Adriano capì che il bimbo alludeva a lui, anche se le parole non erano state pronunciate molto chiaramente. Prese in braccio quel bimbo così bello, che non era suo, lo baciò e disse:
«Non sono il tuo papà; mamma non vuole ch’io sia il tuo papà!». Il bambino guardò imbronciato la madre e non capì perché quell’uomo non poteva essere il suo papà.
Valeria lo prese con sé e rivolse ad Adriano uno sguardo carico di rimprovero. Non lo invitò neanche a salire, mentre si avviava alle scale col viso inondato di lacrime.
«Mamma, mamma» — squittiva Marco — «Perché non è il mio papà?».
Arrivata sopra, col piccolo per mano, Valeria entrò nella sua stanza.
Sedette sul letto, prese dal comodino la fotografia di Marco e disse:
«Quante volte, debbo ripeterti che questo è il tuo papà?».
«E perché non viene?» — chiese indispettito il bambino.
«E’ ancora molto lontano; non ha terminato ancora quel lavoro che sta svolgendo…».
«Non è venuto mai a vederci…!» — rispose imbronciato Marco.
«E’ venuto una volta, ma tu dormivi» — mentì Valeria, e poi si chiese perché l’avesse fatto.

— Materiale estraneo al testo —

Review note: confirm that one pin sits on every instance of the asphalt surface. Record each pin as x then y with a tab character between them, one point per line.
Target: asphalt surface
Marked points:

Il piccolo rimaneva palesemente scontento; alla fine si rivolse alla madre e testardamente disse:
«Io voglio subito un papà!». E non volle guardare più la fotografia; voleva ricordarsi di Adriano che aveva visto in persona e che subito gli era piaciuto!
Valeria trovò il modo di distrarlo, rimandandolo con Nina a giocare nel parco adiacente alla casa.
Rimasta sola, non riusciva a smaltire quel malumore che aveva dentro, che prendeva mano mano l’aspetto di una vera avversione contro Adriano. Esasperata, disse tra sé:
«No, no e poi no! Adriano non lo sposerò mai!».
Ed era come se avesse giurato, sulle ceneri di Marco, una fedeltà assurda, inconcepibile.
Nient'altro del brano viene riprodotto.